NZ to ramp up Carbon Tax on refrigerants
- PostedPublished 24 August 2016
THE New Zealand government will phase out its ‘one for two’ Carbon Tax subsidy by 2019, resulting in a steady increase to the price of refrigerants and boosting the levy on refrigerants inside the air-conditioning systems of imported vehicles.
From January 1 2017, the current 50 per cent levy liability will increase to 63 per cent, followed by 87 per cent the year after and the full 100 per cent from the beginning of 2019.
This effectively doubles the Carbon Tax liability on refrigerants compared with today’s prices.
Already driving prices upwards was last year’s decision to close the New Zealand emissions trading scheme to international markets, following controversy over the use of cheap Ukranian and Russian carbon units of questionable integrity to offset local emissions.

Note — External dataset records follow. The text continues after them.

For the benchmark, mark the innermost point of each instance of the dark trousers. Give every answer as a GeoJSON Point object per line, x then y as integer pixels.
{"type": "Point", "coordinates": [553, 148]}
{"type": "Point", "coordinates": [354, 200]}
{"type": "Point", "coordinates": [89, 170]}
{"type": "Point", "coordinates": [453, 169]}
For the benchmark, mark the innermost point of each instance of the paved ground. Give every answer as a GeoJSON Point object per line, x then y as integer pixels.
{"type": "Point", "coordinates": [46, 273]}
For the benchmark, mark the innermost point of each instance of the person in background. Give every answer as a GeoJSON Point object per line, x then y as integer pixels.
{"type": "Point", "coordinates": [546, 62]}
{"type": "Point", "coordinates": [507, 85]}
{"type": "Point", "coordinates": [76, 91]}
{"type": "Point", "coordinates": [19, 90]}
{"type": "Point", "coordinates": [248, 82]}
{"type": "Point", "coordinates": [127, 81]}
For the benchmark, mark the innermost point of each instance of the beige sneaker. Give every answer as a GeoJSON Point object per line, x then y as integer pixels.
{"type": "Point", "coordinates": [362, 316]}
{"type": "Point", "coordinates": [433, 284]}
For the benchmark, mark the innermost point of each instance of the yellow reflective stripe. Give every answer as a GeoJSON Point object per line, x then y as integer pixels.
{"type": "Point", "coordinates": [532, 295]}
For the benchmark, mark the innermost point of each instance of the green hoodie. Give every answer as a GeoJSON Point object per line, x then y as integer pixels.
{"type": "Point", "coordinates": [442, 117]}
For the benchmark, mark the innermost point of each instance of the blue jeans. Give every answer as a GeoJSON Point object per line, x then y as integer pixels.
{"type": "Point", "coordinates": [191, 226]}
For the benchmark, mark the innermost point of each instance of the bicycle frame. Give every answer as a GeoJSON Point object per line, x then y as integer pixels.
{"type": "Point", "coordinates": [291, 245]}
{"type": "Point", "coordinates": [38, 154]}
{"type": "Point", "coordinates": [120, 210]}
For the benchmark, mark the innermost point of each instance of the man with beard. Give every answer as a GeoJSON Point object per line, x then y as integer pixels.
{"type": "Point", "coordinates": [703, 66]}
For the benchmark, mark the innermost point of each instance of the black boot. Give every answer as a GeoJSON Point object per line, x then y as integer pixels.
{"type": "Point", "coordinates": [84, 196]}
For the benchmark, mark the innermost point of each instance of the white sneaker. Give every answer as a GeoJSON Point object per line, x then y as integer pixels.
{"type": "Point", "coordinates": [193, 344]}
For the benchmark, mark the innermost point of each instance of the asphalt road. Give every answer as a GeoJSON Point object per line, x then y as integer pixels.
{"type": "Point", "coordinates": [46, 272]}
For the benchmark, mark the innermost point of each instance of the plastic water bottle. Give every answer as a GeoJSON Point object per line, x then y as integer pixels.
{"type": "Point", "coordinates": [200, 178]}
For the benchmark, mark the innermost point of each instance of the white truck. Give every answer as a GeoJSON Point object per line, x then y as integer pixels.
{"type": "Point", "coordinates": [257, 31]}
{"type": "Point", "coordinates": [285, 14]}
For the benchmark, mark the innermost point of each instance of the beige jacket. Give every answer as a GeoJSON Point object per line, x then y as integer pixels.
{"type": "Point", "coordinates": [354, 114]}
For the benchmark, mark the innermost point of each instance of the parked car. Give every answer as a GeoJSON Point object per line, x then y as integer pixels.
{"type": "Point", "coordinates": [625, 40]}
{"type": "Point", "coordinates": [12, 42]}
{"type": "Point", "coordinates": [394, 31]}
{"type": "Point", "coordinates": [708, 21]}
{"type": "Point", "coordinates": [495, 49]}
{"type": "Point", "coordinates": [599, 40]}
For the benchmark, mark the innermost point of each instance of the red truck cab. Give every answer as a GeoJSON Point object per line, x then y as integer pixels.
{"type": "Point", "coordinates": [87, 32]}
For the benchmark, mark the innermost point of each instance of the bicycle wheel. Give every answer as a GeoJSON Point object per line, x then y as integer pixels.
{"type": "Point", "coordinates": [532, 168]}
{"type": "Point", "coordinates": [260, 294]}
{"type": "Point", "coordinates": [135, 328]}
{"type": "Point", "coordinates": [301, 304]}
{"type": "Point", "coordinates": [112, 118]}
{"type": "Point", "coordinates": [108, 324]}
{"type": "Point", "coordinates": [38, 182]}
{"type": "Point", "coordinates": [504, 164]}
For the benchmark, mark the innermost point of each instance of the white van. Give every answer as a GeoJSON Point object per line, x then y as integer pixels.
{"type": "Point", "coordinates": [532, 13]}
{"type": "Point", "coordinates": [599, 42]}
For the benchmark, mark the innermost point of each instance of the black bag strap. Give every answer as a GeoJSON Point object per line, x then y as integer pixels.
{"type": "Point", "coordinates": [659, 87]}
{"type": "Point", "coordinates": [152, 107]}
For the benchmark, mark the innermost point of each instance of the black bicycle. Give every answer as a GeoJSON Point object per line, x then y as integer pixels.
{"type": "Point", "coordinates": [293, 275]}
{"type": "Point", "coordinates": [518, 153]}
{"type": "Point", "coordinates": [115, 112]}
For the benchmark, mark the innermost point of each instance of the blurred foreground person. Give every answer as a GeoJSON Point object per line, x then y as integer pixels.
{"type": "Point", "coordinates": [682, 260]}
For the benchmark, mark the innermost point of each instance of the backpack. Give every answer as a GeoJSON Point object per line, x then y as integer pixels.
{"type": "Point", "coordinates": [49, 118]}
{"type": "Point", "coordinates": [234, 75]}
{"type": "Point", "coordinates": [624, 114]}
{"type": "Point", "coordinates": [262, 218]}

At the time of writing, the local carbon price was around $18 per unit, and a cap of $25 per unit remains in place (under the one-for-two deal, the cap was effectively $12.50).
New Zealand climate change minister Paula Bennett said the three-year subsidy phase-out timeline was “a pragmatic and practical way for [business] to manage the costs”.

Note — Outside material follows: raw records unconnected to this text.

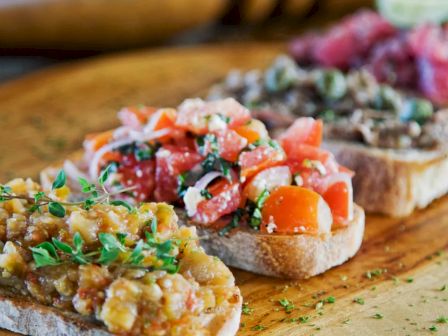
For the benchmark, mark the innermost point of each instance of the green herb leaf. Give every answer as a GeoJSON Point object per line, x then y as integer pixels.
{"type": "Point", "coordinates": [56, 209]}
{"type": "Point", "coordinates": [62, 246]}
{"type": "Point", "coordinates": [60, 180]}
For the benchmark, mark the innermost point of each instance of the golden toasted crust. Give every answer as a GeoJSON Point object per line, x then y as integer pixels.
{"type": "Point", "coordinates": [393, 182]}
{"type": "Point", "coordinates": [287, 256]}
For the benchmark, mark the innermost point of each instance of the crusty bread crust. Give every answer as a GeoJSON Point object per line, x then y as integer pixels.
{"type": "Point", "coordinates": [21, 315]}
{"type": "Point", "coordinates": [288, 256]}
{"type": "Point", "coordinates": [393, 182]}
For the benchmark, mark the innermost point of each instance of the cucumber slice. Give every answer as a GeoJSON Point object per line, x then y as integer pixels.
{"type": "Point", "coordinates": [410, 13]}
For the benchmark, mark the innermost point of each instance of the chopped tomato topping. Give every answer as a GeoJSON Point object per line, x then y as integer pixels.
{"type": "Point", "coordinates": [292, 209]}
{"type": "Point", "coordinates": [253, 130]}
{"type": "Point", "coordinates": [262, 157]}
{"type": "Point", "coordinates": [138, 174]}
{"type": "Point", "coordinates": [306, 131]}
{"type": "Point", "coordinates": [200, 117]}
{"type": "Point", "coordinates": [171, 161]}
{"type": "Point", "coordinates": [135, 116]}
{"type": "Point", "coordinates": [340, 200]}
{"type": "Point", "coordinates": [229, 144]}
{"type": "Point", "coordinates": [95, 141]}
{"type": "Point", "coordinates": [226, 199]}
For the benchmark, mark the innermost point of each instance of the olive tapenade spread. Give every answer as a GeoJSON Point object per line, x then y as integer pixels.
{"type": "Point", "coordinates": [354, 106]}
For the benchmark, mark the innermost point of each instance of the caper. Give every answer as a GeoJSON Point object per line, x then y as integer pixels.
{"type": "Point", "coordinates": [386, 99]}
{"type": "Point", "coordinates": [331, 84]}
{"type": "Point", "coordinates": [416, 109]}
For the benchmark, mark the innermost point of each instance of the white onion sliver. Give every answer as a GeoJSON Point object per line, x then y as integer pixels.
{"type": "Point", "coordinates": [204, 181]}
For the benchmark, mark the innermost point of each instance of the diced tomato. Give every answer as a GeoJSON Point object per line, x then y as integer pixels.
{"type": "Point", "coordinates": [162, 118]}
{"type": "Point", "coordinates": [171, 161]}
{"type": "Point", "coordinates": [262, 157]}
{"type": "Point", "coordinates": [139, 174]}
{"type": "Point", "coordinates": [299, 153]}
{"type": "Point", "coordinates": [226, 199]}
{"type": "Point", "coordinates": [195, 115]}
{"type": "Point", "coordinates": [304, 131]}
{"type": "Point", "coordinates": [292, 209]}
{"type": "Point", "coordinates": [339, 196]}
{"type": "Point", "coordinates": [95, 141]}
{"type": "Point", "coordinates": [253, 130]}
{"type": "Point", "coordinates": [134, 116]}
{"type": "Point", "coordinates": [229, 143]}
{"type": "Point", "coordinates": [268, 179]}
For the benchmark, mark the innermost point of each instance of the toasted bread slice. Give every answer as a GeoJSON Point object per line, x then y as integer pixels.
{"type": "Point", "coordinates": [289, 256]}
{"type": "Point", "coordinates": [21, 315]}
{"type": "Point", "coordinates": [393, 182]}
{"type": "Point", "coordinates": [298, 256]}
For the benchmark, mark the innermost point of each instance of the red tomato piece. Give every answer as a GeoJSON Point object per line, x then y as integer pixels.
{"type": "Point", "coordinates": [139, 174]}
{"type": "Point", "coordinates": [171, 161]}
{"type": "Point", "coordinates": [339, 197]}
{"type": "Point", "coordinates": [299, 153]}
{"type": "Point", "coordinates": [226, 199]}
{"type": "Point", "coordinates": [134, 116]}
{"type": "Point", "coordinates": [195, 114]}
{"type": "Point", "coordinates": [262, 157]}
{"type": "Point", "coordinates": [306, 131]}
{"type": "Point", "coordinates": [230, 144]}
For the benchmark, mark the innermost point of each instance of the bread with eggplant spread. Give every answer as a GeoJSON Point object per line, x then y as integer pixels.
{"type": "Point", "coordinates": [281, 208]}
{"type": "Point", "coordinates": [98, 266]}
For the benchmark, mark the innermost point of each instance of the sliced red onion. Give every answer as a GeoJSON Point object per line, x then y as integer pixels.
{"type": "Point", "coordinates": [205, 180]}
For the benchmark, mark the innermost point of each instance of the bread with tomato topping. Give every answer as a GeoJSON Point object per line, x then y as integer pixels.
{"type": "Point", "coordinates": [228, 178]}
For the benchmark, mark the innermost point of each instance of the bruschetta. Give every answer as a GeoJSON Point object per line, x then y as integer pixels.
{"type": "Point", "coordinates": [281, 208]}
{"type": "Point", "coordinates": [395, 142]}
{"type": "Point", "coordinates": [98, 266]}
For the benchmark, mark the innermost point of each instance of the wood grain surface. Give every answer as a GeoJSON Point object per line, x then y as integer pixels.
{"type": "Point", "coordinates": [399, 275]}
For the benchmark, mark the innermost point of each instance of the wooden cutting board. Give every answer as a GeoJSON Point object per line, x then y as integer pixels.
{"type": "Point", "coordinates": [399, 275]}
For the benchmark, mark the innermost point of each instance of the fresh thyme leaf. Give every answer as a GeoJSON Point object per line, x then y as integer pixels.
{"type": "Point", "coordinates": [262, 198]}
{"type": "Point", "coordinates": [104, 176]}
{"type": "Point", "coordinates": [62, 246]}
{"type": "Point", "coordinates": [56, 209]}
{"type": "Point", "coordinates": [42, 257]}
{"type": "Point", "coordinates": [60, 180]}
{"type": "Point", "coordinates": [122, 203]}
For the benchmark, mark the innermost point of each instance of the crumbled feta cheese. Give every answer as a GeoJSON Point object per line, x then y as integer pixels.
{"type": "Point", "coordinates": [216, 123]}
{"type": "Point", "coordinates": [271, 227]}
{"type": "Point", "coordinates": [192, 198]}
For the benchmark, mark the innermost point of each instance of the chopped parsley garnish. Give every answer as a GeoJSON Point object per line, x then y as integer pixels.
{"type": "Point", "coordinates": [359, 301]}
{"type": "Point", "coordinates": [288, 305]}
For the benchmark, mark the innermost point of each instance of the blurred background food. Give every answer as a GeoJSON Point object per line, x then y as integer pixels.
{"type": "Point", "coordinates": [38, 33]}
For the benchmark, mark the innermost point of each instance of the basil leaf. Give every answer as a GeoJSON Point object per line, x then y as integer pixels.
{"type": "Point", "coordinates": [56, 209]}
{"type": "Point", "coordinates": [60, 180]}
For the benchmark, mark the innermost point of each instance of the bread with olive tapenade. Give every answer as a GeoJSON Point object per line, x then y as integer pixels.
{"type": "Point", "coordinates": [393, 182]}
{"type": "Point", "coordinates": [290, 256]}
{"type": "Point", "coordinates": [297, 256]}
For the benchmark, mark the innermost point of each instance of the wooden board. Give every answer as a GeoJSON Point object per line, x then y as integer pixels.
{"type": "Point", "coordinates": [45, 116]}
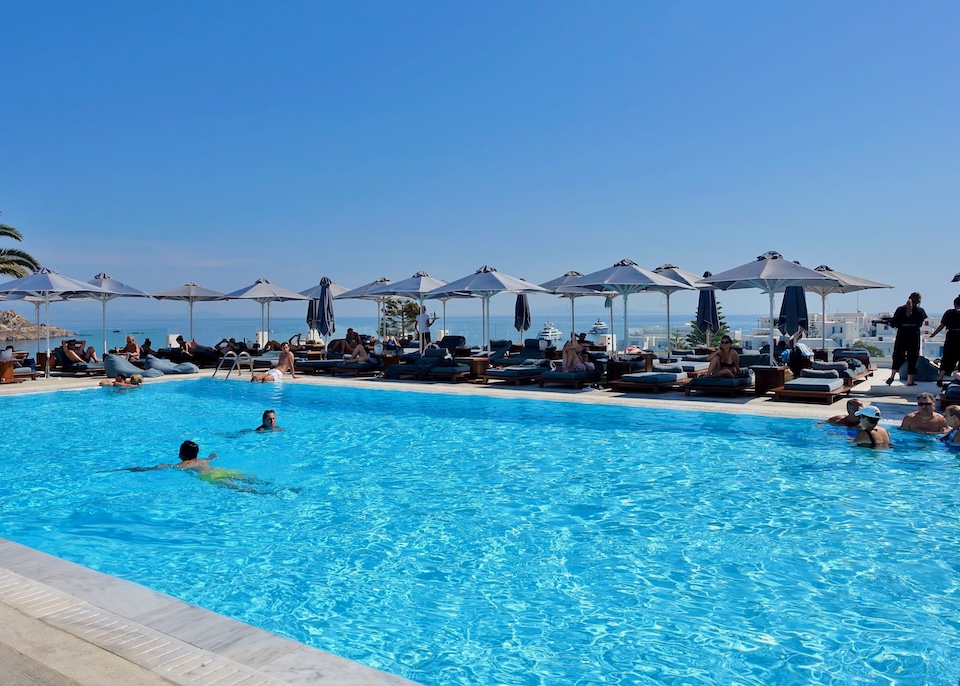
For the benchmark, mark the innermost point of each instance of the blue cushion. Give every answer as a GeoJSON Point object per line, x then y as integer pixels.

“It is time businesses move towards paying the market price of their emissions,” she said.
With a global HFC phasedown under the Montreal Protocol looking increasingly likely, it is thought that New Zealand will run the Carbon Tax and phasedown simultaneously.
Both schemes will accelerate the uptake of low global warming refrigerants such as R1234yf and R744, but the impact on the service sector working with older products is likely to be severe, as experienced during Australia’s Carbon Tax years.
Refrigerant of insufficient purity was being recycled and some businesses adopted questionable cost-saving shortcuts to help weather the rocketing cost of fresh gas. For example, there was a boom in unsafe hydrocarbon retrofits.
The unintended consequence of Australia’s well-intentioned but poorly executed Carbon Tax on the air-conditioning and refrigeration sector was reduced system performance and efficiency – increasing the carbon emissions related to running them – plus increased direct refrigerant emissions due to accelerated system failures arising from poor maintenance practices.
As reported by SightGlass News in May, the Australian Labor Party’s Climate
Change Action Plan policy paper exempted refrigerants from phase one of the emissions trading scheme it would introduce if elected.
Although Labor did not win the July 2 election, the party has clearly learnt from prior mistakes regarding the Carbon Tax.
Perhaps New Zealand should take note.